Exclusive: Debt repayment startup Clerkie raises $33M
Clerkie, a startup providing debt repayment and optimization tech to lenders, has raised $33 million in Series A funding from Left Lane Capital, the company tells Axios exclusively.
Why it matters: As more people fall behind on bills due to rising interest rates, Clerkie technology helps borrowers get out of debt and helps lenders reduce delinquencies.
How it works: Clerkie sells tech that banks use to manage their loan losses by identifying borrowers potentially facing delinquency before they default.
- It looks at data points like spending velocity and abnormal spending behaviors and, based on a borrower's budget or income, determines whether or not there is a risk of delinquency.
- If it finds borrowers are at risk, Clerkie proactively enrolls them in hardship assistance programs, which offer personalized options to reduce their debt burden and avoid the more traditional collections process.
What they're saying: "When people fall into delinquency, they go through that predatory process of collections, which is not pleasant for the consumer," founder Guy Assad says.
- "But it's also bad for the bank because they end up losing a customer relationship that they could have extended into the future," he adds.

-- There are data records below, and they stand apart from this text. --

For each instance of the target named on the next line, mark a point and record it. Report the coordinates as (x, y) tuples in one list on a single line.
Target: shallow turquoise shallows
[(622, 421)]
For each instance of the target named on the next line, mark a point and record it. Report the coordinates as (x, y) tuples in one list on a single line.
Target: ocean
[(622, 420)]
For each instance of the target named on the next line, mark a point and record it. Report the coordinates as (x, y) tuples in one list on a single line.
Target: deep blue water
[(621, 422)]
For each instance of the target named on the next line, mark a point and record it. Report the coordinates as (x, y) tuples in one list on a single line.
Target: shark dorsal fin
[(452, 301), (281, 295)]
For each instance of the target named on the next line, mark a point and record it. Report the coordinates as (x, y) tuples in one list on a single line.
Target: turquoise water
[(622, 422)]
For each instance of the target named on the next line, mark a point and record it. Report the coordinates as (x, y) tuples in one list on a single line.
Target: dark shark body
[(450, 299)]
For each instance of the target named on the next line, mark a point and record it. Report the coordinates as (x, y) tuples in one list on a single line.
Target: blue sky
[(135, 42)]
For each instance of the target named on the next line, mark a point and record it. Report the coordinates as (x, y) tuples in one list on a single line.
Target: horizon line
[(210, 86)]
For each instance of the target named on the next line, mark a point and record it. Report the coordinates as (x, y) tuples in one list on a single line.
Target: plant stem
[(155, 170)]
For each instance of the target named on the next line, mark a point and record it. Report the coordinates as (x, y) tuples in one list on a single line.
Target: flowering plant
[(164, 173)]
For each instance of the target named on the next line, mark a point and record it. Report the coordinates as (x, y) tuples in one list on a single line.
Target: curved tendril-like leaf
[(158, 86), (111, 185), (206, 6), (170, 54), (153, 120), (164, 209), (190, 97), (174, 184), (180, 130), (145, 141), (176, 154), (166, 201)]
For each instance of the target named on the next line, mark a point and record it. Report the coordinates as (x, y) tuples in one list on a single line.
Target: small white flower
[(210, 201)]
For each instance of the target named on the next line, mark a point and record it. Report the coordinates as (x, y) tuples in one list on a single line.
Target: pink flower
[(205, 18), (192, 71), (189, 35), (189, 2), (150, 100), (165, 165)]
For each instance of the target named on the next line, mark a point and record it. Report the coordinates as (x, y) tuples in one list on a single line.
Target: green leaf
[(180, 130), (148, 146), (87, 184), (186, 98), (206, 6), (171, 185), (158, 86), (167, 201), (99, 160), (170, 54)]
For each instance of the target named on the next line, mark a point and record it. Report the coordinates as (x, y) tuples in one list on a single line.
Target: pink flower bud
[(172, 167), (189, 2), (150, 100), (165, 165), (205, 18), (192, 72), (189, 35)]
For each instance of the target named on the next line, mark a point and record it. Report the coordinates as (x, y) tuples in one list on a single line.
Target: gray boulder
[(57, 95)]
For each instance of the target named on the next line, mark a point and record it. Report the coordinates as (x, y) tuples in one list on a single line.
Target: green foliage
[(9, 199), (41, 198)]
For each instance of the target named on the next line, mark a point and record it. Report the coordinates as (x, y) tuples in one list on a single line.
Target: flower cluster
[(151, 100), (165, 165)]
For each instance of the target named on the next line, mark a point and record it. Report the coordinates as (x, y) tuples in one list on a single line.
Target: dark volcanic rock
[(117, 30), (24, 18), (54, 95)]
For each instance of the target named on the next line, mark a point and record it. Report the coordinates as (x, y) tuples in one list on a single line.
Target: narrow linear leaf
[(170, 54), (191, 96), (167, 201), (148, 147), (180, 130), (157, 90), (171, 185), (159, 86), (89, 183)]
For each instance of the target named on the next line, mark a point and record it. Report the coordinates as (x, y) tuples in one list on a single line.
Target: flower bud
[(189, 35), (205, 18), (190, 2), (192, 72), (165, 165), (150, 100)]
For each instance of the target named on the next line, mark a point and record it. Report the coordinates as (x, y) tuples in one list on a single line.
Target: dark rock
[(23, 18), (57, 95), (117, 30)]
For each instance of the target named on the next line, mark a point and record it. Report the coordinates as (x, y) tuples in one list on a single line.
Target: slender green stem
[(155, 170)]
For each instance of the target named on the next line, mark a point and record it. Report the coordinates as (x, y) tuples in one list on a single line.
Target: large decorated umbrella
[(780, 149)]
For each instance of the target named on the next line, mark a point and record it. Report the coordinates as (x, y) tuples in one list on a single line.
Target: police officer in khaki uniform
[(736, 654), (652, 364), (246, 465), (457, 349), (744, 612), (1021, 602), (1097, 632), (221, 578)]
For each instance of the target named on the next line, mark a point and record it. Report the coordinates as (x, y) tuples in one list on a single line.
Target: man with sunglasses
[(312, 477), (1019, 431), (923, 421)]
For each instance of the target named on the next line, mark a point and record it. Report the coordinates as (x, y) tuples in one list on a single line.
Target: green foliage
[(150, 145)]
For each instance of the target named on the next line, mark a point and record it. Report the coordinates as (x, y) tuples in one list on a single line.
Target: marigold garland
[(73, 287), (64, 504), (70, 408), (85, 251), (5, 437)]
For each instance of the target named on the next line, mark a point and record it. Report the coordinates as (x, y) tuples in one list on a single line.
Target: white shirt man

Between the lines: Before Clerkie, Assad worked at McKinsey, where he consulted on digital transformation projects for financial institutions.
- That experience led him and cofounders Sebastian Wigstrom and Gray Hoffman to create a more modern solution to debt repayment — beyond just sending borrowers to collections.
- "The delinquency problem is very big for [banks] and one that's hard for them to solve, given the legacy systems they have and lack of digital talent, as well as the regulatory restrictions that exist," Assad says.
The big picture: Clerkie has grown its partner relationships with banks in a macro environment where delinquencies are becoming more common.
- "In a rising interest rate environment, there's naturally going to be higher delinquencies, and we we've been seeing that since last year," Assad says. "Even before that, inflation has been a little bit problematic and that has been putting pressure on family's budgets."
Of note: Other investors include Wellington Management Company, Flourish Ventures, Citi Ventures, CMFG Ventures, Vestigo Ventures and Nubank founder David Velez.
- Altogether, the company has raised $41 million to date.